This workflow generates a gene expression matrix from a set of SRA RNAseq files using the torque schedular on CloudyCluster. Check out CloudyCluster at http://cloudycluster.com/.
CAUTION: This workflow will process several large RNAseq datasets. This will cost cloud credits. To cheaply test it, you can change the fastq-dump download to limit the number of sequences to transfer from NCBI-SRA.
**From the cc_torque_gemmake directory, run these workflow steps.
NOTE: After cloning this repository, make sure to make all script executable (e.g. 'chmod +x *.sh').
Install software
./00_A_Initiate.sh #This script will set up the directory environment and download/unpack open source genomics software.
Download the reference genome
./00_B_DownloadReference.sh #This script will download the reference genome (FASTA format) and gene feature coordinate files (GFF3 format).
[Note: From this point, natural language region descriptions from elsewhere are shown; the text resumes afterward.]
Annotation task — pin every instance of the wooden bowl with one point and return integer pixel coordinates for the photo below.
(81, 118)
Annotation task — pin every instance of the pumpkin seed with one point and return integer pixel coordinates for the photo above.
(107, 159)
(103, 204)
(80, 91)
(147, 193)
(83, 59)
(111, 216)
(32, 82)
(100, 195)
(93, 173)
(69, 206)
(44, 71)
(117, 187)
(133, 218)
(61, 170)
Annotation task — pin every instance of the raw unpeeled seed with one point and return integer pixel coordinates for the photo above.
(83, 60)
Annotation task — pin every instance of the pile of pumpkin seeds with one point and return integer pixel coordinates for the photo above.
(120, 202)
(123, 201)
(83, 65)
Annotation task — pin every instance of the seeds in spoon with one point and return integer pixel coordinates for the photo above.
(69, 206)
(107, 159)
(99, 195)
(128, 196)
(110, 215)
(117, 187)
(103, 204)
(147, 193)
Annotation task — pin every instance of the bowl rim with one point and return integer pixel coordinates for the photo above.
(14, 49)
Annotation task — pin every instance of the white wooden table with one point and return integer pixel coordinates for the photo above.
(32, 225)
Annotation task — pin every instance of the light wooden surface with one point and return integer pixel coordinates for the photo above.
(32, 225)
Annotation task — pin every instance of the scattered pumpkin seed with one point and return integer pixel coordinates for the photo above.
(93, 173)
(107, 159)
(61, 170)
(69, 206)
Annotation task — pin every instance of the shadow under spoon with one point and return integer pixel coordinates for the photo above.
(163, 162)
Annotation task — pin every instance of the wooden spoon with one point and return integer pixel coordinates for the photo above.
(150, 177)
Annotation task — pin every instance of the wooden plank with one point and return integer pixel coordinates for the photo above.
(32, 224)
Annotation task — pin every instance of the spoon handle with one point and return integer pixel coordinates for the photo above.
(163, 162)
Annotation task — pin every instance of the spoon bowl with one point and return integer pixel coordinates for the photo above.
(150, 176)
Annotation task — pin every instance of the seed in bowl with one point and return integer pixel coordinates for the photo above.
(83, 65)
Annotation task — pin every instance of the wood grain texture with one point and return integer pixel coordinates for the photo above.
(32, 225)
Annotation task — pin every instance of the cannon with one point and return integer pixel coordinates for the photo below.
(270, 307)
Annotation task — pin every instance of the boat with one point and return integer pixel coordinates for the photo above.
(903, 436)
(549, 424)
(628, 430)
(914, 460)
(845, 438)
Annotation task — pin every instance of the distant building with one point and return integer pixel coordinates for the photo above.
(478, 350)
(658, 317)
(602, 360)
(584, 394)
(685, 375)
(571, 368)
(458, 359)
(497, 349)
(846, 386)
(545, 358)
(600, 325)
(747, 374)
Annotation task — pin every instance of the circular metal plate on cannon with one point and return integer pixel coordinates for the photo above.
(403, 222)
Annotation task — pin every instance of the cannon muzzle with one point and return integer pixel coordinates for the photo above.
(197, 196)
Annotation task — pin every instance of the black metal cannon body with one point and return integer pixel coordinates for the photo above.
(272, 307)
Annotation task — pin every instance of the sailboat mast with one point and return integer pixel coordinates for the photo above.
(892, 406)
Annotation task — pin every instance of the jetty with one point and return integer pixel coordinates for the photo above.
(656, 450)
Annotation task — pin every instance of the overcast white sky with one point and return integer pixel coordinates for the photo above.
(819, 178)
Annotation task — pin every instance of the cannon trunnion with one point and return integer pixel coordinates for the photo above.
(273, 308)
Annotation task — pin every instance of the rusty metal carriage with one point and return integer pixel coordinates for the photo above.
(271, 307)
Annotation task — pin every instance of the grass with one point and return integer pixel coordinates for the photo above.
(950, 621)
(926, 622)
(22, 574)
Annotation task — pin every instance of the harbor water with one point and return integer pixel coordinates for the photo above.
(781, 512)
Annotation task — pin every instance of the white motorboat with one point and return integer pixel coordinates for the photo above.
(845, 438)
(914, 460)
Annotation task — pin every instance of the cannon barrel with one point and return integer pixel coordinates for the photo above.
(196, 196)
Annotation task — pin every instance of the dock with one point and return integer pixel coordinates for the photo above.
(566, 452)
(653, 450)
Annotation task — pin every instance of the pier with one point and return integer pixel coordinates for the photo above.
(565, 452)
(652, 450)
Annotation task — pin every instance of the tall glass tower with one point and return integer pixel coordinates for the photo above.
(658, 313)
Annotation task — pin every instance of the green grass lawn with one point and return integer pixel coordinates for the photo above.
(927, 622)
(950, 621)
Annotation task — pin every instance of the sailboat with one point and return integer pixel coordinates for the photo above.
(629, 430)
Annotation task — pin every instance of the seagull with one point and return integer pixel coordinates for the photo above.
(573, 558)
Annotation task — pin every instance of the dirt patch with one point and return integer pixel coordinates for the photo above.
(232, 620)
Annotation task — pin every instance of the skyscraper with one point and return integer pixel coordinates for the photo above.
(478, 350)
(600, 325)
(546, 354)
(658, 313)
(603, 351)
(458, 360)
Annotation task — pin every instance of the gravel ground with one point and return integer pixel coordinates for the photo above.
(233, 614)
This script can be modified to download any reference genome but contains the Arabidopsis thaliana plant genome by default.
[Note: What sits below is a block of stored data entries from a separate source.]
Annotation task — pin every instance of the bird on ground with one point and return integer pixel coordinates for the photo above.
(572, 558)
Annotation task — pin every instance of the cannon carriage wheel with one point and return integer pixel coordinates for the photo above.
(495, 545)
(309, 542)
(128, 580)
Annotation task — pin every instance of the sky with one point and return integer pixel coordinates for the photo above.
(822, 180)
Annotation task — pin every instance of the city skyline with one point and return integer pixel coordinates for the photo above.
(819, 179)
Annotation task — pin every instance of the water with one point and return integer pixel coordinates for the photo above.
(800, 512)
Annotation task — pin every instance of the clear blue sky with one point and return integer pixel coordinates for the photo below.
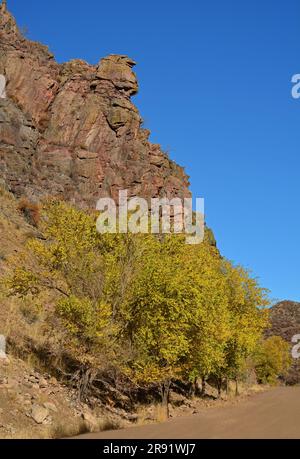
(215, 90)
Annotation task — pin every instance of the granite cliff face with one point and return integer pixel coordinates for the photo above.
(285, 322)
(72, 131)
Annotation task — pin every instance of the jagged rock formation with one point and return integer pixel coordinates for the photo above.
(285, 321)
(71, 130)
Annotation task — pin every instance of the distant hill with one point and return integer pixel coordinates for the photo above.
(285, 318)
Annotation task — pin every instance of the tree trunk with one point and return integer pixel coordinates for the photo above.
(219, 384)
(237, 393)
(203, 388)
(227, 386)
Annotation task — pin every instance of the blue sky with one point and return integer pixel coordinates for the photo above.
(215, 90)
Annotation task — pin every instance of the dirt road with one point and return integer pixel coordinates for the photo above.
(272, 414)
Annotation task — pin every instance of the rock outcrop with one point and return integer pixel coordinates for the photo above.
(285, 320)
(72, 131)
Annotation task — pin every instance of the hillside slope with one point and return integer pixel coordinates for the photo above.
(72, 131)
(285, 320)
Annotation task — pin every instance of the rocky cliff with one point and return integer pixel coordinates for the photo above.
(285, 321)
(71, 130)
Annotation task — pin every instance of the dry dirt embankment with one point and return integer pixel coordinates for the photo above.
(269, 415)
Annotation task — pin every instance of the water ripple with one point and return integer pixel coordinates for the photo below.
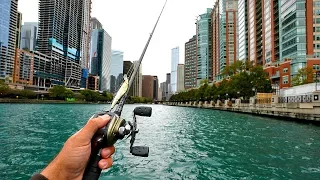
(184, 144)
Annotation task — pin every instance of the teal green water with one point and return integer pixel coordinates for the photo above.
(184, 143)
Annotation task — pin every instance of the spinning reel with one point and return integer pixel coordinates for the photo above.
(107, 136)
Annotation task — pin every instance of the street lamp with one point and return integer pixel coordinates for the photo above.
(254, 90)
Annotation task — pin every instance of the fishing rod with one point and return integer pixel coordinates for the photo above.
(118, 128)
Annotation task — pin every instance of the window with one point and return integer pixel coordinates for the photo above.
(316, 29)
(285, 79)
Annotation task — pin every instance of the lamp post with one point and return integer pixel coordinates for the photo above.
(254, 90)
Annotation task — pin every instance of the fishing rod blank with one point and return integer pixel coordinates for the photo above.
(118, 128)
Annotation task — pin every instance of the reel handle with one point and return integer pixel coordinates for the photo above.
(104, 137)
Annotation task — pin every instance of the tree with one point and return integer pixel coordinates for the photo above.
(304, 76)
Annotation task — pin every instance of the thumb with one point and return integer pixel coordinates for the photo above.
(92, 127)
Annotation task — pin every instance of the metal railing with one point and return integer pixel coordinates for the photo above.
(296, 99)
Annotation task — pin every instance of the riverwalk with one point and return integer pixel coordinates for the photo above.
(298, 108)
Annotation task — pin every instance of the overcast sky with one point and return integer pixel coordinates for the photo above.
(130, 22)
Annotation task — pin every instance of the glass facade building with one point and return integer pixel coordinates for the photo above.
(293, 44)
(243, 29)
(29, 32)
(5, 22)
(8, 32)
(190, 75)
(100, 57)
(204, 47)
(174, 65)
(116, 71)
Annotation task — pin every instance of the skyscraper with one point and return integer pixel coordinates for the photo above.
(243, 29)
(168, 86)
(95, 23)
(18, 30)
(29, 32)
(8, 27)
(116, 69)
(150, 87)
(204, 47)
(85, 33)
(163, 90)
(190, 63)
(180, 78)
(62, 29)
(216, 41)
(271, 32)
(147, 86)
(174, 66)
(255, 38)
(100, 57)
(225, 30)
(136, 88)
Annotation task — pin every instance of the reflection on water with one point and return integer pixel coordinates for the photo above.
(184, 143)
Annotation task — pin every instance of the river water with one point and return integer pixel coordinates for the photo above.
(184, 143)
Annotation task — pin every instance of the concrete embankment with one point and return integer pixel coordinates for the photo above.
(294, 111)
(35, 101)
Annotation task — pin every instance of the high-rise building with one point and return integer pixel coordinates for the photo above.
(93, 82)
(163, 87)
(270, 33)
(150, 87)
(147, 86)
(215, 16)
(62, 36)
(100, 57)
(299, 40)
(168, 86)
(128, 68)
(23, 67)
(155, 87)
(18, 30)
(136, 88)
(174, 65)
(180, 78)
(85, 32)
(29, 32)
(95, 23)
(204, 47)
(243, 29)
(255, 37)
(225, 30)
(232, 32)
(8, 27)
(116, 69)
(190, 63)
(159, 94)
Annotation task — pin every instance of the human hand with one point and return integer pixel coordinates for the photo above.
(72, 160)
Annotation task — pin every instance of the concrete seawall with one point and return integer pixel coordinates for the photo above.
(298, 111)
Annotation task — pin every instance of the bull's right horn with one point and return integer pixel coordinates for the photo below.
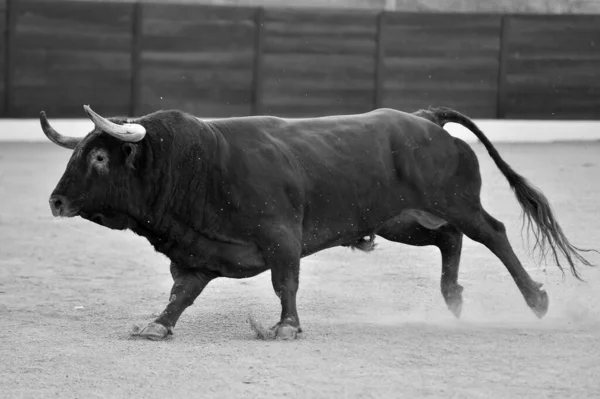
(55, 137)
(129, 132)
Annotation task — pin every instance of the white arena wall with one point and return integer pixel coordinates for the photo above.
(512, 131)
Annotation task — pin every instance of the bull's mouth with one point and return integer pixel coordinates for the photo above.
(108, 219)
(66, 212)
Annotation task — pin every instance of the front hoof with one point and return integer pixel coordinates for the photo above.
(456, 307)
(286, 332)
(155, 331)
(540, 305)
(453, 298)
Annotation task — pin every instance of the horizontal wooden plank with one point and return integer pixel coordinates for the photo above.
(331, 17)
(318, 63)
(474, 103)
(562, 104)
(441, 59)
(156, 11)
(197, 102)
(552, 67)
(84, 18)
(319, 32)
(549, 74)
(554, 37)
(70, 53)
(67, 100)
(200, 78)
(198, 59)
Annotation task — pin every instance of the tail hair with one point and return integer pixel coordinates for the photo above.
(537, 215)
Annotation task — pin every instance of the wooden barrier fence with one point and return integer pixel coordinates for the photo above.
(134, 58)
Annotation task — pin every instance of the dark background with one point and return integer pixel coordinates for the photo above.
(134, 58)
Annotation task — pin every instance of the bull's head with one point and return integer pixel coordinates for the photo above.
(98, 183)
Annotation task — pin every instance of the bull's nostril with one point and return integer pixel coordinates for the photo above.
(57, 205)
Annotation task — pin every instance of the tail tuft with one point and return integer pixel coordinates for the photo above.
(537, 212)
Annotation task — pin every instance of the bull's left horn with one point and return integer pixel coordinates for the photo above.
(55, 137)
(130, 132)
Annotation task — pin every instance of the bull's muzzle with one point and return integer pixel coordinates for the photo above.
(59, 205)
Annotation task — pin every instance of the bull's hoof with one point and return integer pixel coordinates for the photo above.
(453, 297)
(285, 331)
(540, 303)
(456, 308)
(155, 331)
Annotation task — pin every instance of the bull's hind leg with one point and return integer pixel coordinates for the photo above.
(448, 239)
(478, 225)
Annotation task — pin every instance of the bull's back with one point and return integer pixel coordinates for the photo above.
(353, 172)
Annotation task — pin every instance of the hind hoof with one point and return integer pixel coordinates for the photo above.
(155, 332)
(455, 308)
(285, 332)
(453, 297)
(540, 306)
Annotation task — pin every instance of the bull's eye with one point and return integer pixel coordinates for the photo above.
(99, 160)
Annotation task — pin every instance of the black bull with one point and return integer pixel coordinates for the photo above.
(239, 196)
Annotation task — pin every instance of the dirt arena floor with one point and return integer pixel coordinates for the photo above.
(375, 324)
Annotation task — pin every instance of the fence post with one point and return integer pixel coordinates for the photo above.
(257, 106)
(136, 34)
(379, 61)
(501, 85)
(11, 17)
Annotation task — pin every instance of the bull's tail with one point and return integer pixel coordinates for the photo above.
(537, 213)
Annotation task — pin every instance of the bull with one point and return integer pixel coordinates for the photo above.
(239, 196)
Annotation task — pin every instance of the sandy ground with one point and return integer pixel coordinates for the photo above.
(375, 324)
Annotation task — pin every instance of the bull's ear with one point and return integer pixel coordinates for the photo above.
(130, 151)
Index the genome (Note: You can change the indexed genome root name here)
./00-C-IndexGenome.sh #This script will index the reference genome for mapping with hisat2 software.
Run the Workflow (Note: You can change the SRA files to be downloaded in SRAList.txt)
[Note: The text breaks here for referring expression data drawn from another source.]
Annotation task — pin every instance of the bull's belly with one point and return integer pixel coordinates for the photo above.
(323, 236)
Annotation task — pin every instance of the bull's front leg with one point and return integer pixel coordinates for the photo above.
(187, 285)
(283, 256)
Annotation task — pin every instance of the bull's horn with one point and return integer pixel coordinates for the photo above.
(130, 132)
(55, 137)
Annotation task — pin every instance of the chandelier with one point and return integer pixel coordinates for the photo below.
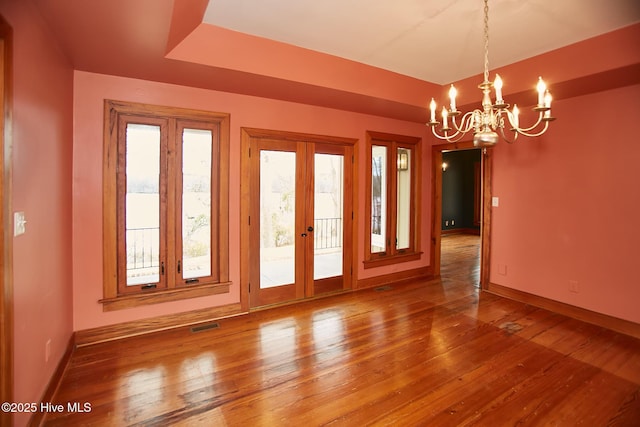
(493, 116)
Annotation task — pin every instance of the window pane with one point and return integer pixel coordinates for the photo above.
(378, 198)
(277, 218)
(142, 204)
(403, 213)
(328, 208)
(196, 203)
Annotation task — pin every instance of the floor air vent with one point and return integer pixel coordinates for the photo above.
(205, 327)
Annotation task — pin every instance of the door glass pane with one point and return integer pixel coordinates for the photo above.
(378, 198)
(142, 204)
(403, 214)
(196, 203)
(328, 209)
(277, 218)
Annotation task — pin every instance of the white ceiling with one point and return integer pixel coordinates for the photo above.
(439, 41)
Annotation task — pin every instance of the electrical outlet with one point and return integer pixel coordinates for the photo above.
(47, 350)
(19, 223)
(502, 269)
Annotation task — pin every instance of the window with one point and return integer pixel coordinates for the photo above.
(392, 210)
(165, 204)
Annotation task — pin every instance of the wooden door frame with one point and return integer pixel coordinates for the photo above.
(6, 273)
(436, 205)
(246, 135)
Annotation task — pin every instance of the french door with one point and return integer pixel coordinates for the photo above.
(300, 219)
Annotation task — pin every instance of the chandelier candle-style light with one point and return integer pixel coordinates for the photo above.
(493, 116)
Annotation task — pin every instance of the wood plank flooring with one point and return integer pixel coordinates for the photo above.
(440, 353)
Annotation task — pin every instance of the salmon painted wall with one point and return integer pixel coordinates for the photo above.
(569, 204)
(41, 188)
(90, 90)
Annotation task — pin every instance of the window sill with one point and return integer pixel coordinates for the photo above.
(389, 260)
(157, 297)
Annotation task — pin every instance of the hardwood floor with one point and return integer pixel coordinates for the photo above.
(439, 354)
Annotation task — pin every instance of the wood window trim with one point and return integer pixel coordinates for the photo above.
(112, 299)
(413, 252)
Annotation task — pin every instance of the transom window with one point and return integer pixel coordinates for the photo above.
(165, 204)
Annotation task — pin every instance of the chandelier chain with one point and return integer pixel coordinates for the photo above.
(486, 40)
(494, 116)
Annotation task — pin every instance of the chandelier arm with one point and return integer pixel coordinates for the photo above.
(530, 134)
(504, 136)
(444, 137)
(466, 122)
(530, 128)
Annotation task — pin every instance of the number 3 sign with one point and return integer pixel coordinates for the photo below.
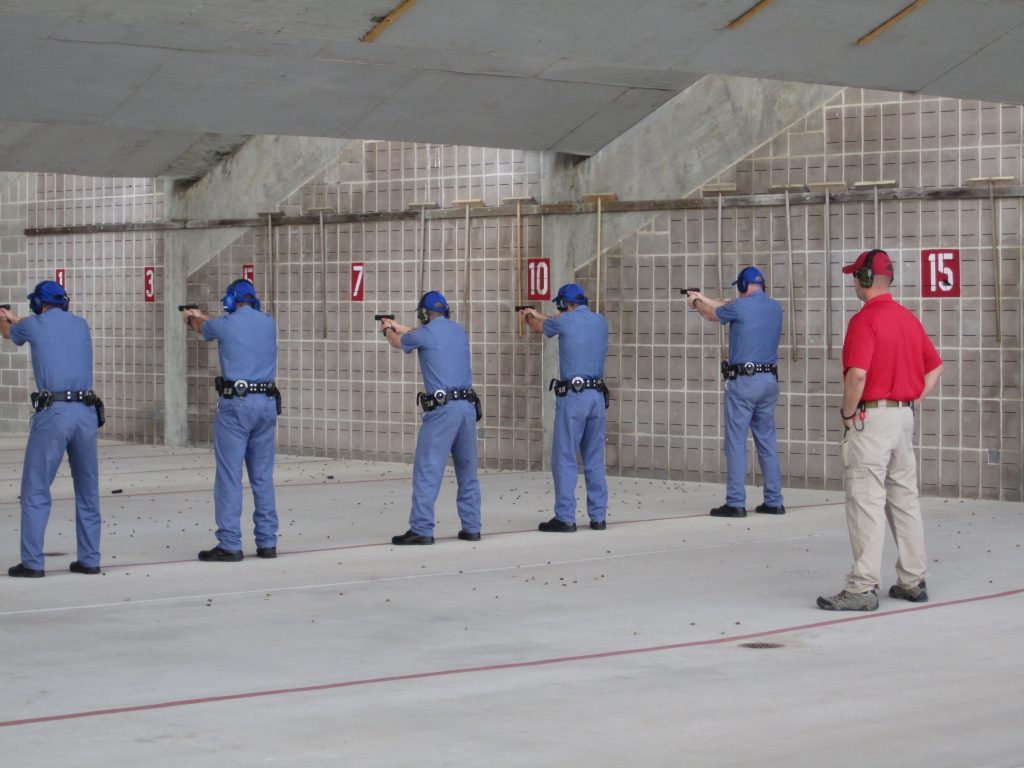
(940, 272)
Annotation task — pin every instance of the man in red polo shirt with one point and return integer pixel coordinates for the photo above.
(889, 364)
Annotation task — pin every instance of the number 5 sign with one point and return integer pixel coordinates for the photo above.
(358, 287)
(538, 280)
(940, 272)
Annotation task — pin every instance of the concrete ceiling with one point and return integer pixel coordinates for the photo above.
(168, 87)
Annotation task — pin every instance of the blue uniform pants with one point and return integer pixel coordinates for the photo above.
(449, 429)
(62, 427)
(244, 432)
(750, 403)
(580, 426)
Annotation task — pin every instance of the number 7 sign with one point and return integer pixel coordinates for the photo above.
(940, 272)
(358, 287)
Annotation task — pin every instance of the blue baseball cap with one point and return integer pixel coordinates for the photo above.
(571, 293)
(433, 302)
(750, 275)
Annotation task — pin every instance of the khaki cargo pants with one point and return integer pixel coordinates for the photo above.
(881, 476)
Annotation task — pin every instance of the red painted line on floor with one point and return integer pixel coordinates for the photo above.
(501, 667)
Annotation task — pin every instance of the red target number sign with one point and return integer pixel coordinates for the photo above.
(538, 280)
(940, 272)
(358, 285)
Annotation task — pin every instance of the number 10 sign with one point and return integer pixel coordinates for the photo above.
(940, 272)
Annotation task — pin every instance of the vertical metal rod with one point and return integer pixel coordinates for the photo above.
(421, 255)
(518, 265)
(270, 267)
(793, 294)
(721, 281)
(996, 261)
(597, 262)
(827, 244)
(324, 271)
(878, 219)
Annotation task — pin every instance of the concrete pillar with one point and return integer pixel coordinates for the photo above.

./01-Prepare-inputs.sh \ #This script will download FASTQ files based on the SRA identifiers in the SRAList.txt file.
./02-Trim-reads.sh \ #This script will trim the FASTQ files with trimmomatic.
./03-Map-reads.sh \ #This script will map reads to the indexed reference genome with hisat2.
./04-Count-transcripts.sh \ #This script will count mapped reads with stringtie.
./05-GEM-parse.sh #This script will create an FPKM gene expression matrix (GEM) for each dataset that can be used for downstream workflows including differential gene expression analysis, gene co-expression network construction, machine learning classification, etc.